As cameras record the Olympic opening ceremony, media coverage of Russia’s ongoing repression of protesters in the Ukraine is virtually nonexistent.
More alarmingly, the receding of communist regimes has softened the world’s outrage at the horrors of its epistemology. During a report on the opening ceremonies in Sochi, NBC, while showing the infamous hammer and sickle logo of the Communist Party, termed the Red Revolution a “pivotal experiment.”
By some estimates, 94 million people were killed by communist regimes during the 20th century. The best way to serve those unfortunate souls who met their deaths at the hands of such monsters as Stalin and Mao is to never allow another such system to actualize. To do anything else is to denigrate their memories.
But this is exactly what has happened. In Cuba and Venezuela, dictators oppress dissidents. And in America, once a refuge for those displaced by violent despotism, 11 percent of respondents to a 2011 Rasmussen poll thought communism was a better system than republicanism.

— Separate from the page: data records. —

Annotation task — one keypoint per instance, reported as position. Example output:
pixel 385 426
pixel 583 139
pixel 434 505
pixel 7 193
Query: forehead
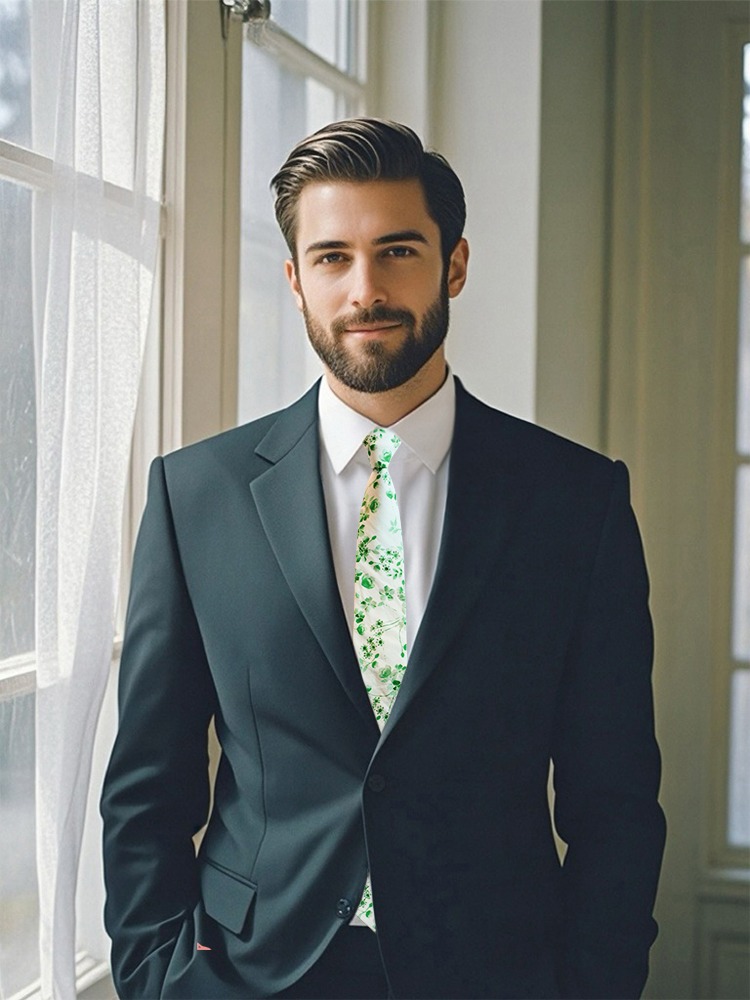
pixel 351 211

Modernity has betrayed the ghosts of the millions murdered by totalitarian and centralized governments. Collectively, of course, guilt cannot be assigned to every living being. But Dietrich Bonhoeffer, who fell victim to Hitler’s national socialism, famously said, “Silence in the face of evil is itself evil: God will not hold us guiltless. Not to speak is to speak. Not to act is to act.”
This sentiment should be in the forefront of every mind that participates, passively or actively, in the winter Olympics.